Burning Tests with cypress-grep

How to run the same test again and again to confirm it is flake-free

Recently a project of mine bahmutov/cypress-grep-example showed two flaky tests.

Cypress Dashboard showing two flaky tests

Are the tests really showing a problem with the application? Or are the tests themselves unreliable? Would these tests show failures if we run them 100 times in a row?

This is where the cypress-grep plugin comes in very handy. Just instal it and add to the support file

1
$ npm i -D cypress-grep
1
2
3
4
// add to cypress/support/index.js
// load and register the grep feature
// https://github.com/bahmutov/cypress-grep
require('cypress-grep')()

We have the project with multiple spec files. The first flaky test "should cancel edits on escape" is located in spec file editing-spec.js. Let's run this test by itself 10 times.

1
2
3
4
$ npx cypress run --spec cypress/integration/editing-spec.js \
--env grep="should cancel edits on escape",burn=10
cypress-grep: tests with "should cancel edits on escape" in their names
...

The spec runs and the test we are grepping by title text "should cancel edits on escape" is repeated 10 times. The other tests are all pending.

Burning the selected test

So there is definitely something wrong with this test or the application. We can grab any screenshot - they all show the same failure: the first letter is missing from the title.

The missing letter

Often the application is not ready to receive the cy.type command while still loading. In our case, this seems unlikely - after all, the failure happens in the 3rd todo item, not at the very first item. Maybe something is wrong with typing the characters? Or editing them? Let's make sure the 3 todo items created before each test are typed correctly.

cypress/integration/editing-spec.js
1
2
3
beforeEach(function () {
cy.createDefaultTodos().as('todos')
})

We are using a custom command cy.createDefaultTodos to enter the 3 todo items. We can add assertions checking the input field values right there.

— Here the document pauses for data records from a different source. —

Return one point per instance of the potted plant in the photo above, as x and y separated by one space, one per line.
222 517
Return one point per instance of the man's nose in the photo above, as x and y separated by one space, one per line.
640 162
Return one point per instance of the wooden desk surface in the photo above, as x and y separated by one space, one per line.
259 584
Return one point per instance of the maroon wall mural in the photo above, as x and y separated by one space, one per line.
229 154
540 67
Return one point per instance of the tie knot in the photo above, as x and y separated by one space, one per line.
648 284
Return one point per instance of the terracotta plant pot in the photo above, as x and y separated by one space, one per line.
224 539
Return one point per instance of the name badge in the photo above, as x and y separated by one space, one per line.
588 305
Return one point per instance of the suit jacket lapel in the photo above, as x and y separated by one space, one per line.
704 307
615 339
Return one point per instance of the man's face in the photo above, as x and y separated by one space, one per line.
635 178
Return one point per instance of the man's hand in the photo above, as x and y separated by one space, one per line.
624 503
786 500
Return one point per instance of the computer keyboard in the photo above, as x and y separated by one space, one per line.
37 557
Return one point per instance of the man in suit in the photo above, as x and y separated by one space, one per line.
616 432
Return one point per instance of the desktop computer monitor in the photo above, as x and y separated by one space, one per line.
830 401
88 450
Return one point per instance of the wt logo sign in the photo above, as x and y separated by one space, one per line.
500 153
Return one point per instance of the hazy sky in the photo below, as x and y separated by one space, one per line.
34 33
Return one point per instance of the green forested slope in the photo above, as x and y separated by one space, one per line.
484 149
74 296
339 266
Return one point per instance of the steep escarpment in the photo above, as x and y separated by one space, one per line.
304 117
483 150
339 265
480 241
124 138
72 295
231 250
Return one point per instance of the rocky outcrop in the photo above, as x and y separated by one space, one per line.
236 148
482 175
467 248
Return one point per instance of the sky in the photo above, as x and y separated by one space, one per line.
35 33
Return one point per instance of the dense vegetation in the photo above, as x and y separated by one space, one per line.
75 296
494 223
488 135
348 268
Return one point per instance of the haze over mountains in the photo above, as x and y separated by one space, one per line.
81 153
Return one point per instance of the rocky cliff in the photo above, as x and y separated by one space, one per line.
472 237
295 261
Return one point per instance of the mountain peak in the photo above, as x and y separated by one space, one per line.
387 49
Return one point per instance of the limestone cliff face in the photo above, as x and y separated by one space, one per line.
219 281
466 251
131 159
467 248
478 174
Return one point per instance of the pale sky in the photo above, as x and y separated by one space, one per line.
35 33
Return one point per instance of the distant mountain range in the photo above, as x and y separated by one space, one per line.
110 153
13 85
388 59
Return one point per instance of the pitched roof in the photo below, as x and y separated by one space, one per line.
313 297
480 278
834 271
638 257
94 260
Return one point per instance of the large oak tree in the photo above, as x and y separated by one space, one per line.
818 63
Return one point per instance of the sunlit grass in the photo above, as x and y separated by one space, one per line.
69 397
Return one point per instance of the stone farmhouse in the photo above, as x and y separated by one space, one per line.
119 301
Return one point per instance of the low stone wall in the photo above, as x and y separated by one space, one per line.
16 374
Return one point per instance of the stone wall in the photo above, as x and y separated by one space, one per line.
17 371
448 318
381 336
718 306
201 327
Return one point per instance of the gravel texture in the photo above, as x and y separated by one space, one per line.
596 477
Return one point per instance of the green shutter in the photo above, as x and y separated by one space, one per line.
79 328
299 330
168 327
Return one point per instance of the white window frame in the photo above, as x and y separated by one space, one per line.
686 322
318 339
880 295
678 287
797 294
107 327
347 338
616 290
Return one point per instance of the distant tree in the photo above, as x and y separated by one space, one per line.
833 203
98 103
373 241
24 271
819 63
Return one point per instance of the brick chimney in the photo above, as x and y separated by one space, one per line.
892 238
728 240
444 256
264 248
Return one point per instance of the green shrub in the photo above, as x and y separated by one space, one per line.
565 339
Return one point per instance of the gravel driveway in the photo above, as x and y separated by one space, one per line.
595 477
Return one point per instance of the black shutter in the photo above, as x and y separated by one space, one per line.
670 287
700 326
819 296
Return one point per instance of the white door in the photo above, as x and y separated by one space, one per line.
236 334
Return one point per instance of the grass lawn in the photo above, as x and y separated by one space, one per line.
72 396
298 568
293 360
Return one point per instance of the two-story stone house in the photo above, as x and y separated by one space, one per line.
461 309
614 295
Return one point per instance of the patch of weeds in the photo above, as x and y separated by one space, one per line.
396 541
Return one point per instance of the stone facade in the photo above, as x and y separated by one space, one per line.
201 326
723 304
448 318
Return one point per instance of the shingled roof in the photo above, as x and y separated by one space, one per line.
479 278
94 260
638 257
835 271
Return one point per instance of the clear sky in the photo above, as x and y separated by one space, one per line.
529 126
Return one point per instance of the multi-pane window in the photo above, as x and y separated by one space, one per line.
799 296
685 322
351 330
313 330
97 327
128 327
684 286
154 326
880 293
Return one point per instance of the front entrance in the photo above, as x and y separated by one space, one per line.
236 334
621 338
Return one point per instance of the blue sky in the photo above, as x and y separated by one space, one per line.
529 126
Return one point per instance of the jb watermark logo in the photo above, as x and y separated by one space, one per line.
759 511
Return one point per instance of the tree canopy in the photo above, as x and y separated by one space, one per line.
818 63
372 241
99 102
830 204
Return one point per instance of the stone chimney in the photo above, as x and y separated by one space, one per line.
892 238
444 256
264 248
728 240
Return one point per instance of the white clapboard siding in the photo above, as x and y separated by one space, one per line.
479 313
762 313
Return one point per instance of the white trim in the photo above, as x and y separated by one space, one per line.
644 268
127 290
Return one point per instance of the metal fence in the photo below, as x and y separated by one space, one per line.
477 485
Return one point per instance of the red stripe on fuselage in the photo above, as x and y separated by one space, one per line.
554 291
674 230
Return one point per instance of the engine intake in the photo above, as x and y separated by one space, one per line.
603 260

cypress/support/commands.js
1
2
3
4
5
6
7
8
9
10
11
12
13
14
15
16
Cypress.Commands.add('createDefaultTodos', function () {
...
cy.get('.new-todo', { log: false })
.type(`${TODO_ITEM_ONE}{enter}`, { log: false })
.type(`${TODO_ITEM_TWO}{enter}`, { log: false })
.type(`${TODO_ITEM_THREE}{enter}`, { log: false })

cy.get('.todo-list li', { log: false })
.should('have.length', 3)
.and(($listItems) => {
// check the text in each list item
expect($listItems[0], 'first item').to.have.text(TODO_ITEM_ONE)
expect($listItems[1], 'second item').to.have.text(TODO_ITEM_TWO)
expect($listItems[2], 'third item').to.have.text(TODO_ITEM_THREE)
})
}

And let's burn the test again.

The first letter was missing on creation

The problem seems to be in typing the initial text, not in editing it afterwards. Cypress types pretty quickly, much faster than a normal human being. Maybe the application cannot keep up for some reason? Let's add a delay of 20ms after each character.

cypress/support/commands.js
1
2
3
4
5
const opts = { log: false, delay: 20 }
cy.get('.new-todo', opts)
.type(`${TODO_ITEM_ONE}{enter}`, opts)
.type(`${TODO_ITEM_TWO}{enter}`, opts)
.type(`${TODO_ITEM_THREE}{enter}`, opts)

Time to burn it to find out if we have fixed it.

1
... --env grep="should cancel edits on escape",burn=100

The tests seem to be stable. 100 tests pass.

Burning tests with delay

Now we can decide if we want to move on, or keep digging into the application's code to find why the first letter is lost sometimes. There is one other way. We have slowed down every test that creates the default todo items by 400-500ms. Is this a good trade-off to make 1 or 2 tests stable?

Or is the test retries a better answer? In this instance I would prefer to get to the bottom of the problem and not use the test retries.

Bonus: video

See how I am burning a test in this short video below

Bonus 2: burn tests on CircleCI

Read the blog post Burn Cypress Tests on CircleCI

Bonus 3: burning new or changed specs

If you watch my presentation about slicing and dicing E2E tests, you will see that at Mercari US we run changed and new Cypress specs first before running the rest of the tests. We now also burn the changed and new specs, running them 5 times in a row. This prevents flaky tests from sneaking in.